Posted by David Hardy · 27 January 2010 10:17 AM

After that article, the sequence went something like this: Dave Caplan published one in 1977, Don Kates and Steve Halbrook and Joyce Malcolm came in in 1978-79. Halbrook, Malcolm, Kates and I put out a number of articles in the lesser law reviews over the next few years. These were the years of discovery. Joyce was heavily involved in the English right. Steve discovered the newspaper articles by Tench Coxe that described the Second Amendment as protecting "private arms." I found the Senate Journal that showed the Senate rejected "bear arms for the common defense." Etc., etc.

Kates was then a law prof., which opened some doors. In 1983, he wrote a big article that summed up the discoveries to date, and got it into the Michigan Law Review. In terms of prestige, Michigan L. Rev. is clearly in the top ten. Articles in Chicago-Kent or Northern Kentucky or St. Louis University might pass under the radar of big name academia, but not one in Michigan.

Things started changing rapidly, then. Sanford Levinson, a major con law prof. at Texas, read it, was impressed, and wrote his own article arguing that by all the standards used in construing the Constitution, the 2A had to be an individual right, and got it in the Yale L.J. William van Alstyne, one of the biggest names in con law, brought out an article in Duke L.J.. Akhil Amar of Yale started publishing on the same subject. A topic that a few years before had no interest or attention now was being written on by the major figures in constitutional law, and in the most prestigious journals.

And that ultimately is the movement that made Heller possible. In 1980, the right to arms was a minor academic issue. By 1995 it was a major one, with all the big names analyzing why it was an individual right. In that year Tennessee Law Rev. hosts the first right to arms symposium issue (one where every article in an issue of the review is on the same subject).

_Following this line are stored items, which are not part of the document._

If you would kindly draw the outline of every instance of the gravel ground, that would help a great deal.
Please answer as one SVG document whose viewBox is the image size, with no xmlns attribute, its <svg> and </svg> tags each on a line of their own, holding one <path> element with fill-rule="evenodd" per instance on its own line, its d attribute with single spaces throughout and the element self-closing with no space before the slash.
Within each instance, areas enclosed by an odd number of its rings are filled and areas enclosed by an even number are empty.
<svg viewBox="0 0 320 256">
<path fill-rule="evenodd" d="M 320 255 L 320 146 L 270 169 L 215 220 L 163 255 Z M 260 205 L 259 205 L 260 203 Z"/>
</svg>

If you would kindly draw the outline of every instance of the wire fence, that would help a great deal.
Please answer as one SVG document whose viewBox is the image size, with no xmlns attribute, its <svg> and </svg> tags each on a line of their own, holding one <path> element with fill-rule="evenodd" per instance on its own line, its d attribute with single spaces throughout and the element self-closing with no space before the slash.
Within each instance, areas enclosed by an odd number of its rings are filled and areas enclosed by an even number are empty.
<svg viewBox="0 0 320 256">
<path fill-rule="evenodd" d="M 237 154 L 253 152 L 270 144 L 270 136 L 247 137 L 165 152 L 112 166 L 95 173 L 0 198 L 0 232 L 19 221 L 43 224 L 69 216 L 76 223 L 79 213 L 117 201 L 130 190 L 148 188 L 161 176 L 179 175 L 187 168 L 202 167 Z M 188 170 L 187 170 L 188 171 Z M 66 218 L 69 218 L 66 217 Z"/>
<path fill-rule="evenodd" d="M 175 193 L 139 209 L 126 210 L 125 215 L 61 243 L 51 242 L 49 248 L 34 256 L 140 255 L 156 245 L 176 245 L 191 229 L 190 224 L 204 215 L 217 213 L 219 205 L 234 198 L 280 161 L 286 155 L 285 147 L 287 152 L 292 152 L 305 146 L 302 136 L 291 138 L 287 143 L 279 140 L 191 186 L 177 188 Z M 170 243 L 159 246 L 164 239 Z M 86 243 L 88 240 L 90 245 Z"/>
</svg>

I've suspected that we were aided by a very human factor. The 1960s and 1970s had seen major events and fights in Con law.... search and seizure, incorporation, Miranda, Roe v. Wade, obscenity standards that swung to and fro, etc. By 1990 these had all played out. There was still skirmishing over details, but no more big causes, and who wanted to write another article on obscenity or on the details of Roe v. Wade? Suddenly, people realize there's an entire amendment out there that could be discussed.

· Academic treatment

2 Comments | Leave a comment

Carl from Chicago | January 27, 2010 5:02 PM | Reply

Fantastic. Thank you, Mr. Hardy.

CDR D | January 28, 2010 6:47 PM | Reply

I have an old copy of "Gun Control and the Constitution", 1994, edited by Robert Cottrol.

It is pretty dog-eared and marked up, as I have used it over the years as a reference in arguments with the hoplophobes.

Don Kates's Michigan Law Review article is the first one up in the book, and it has been a great source.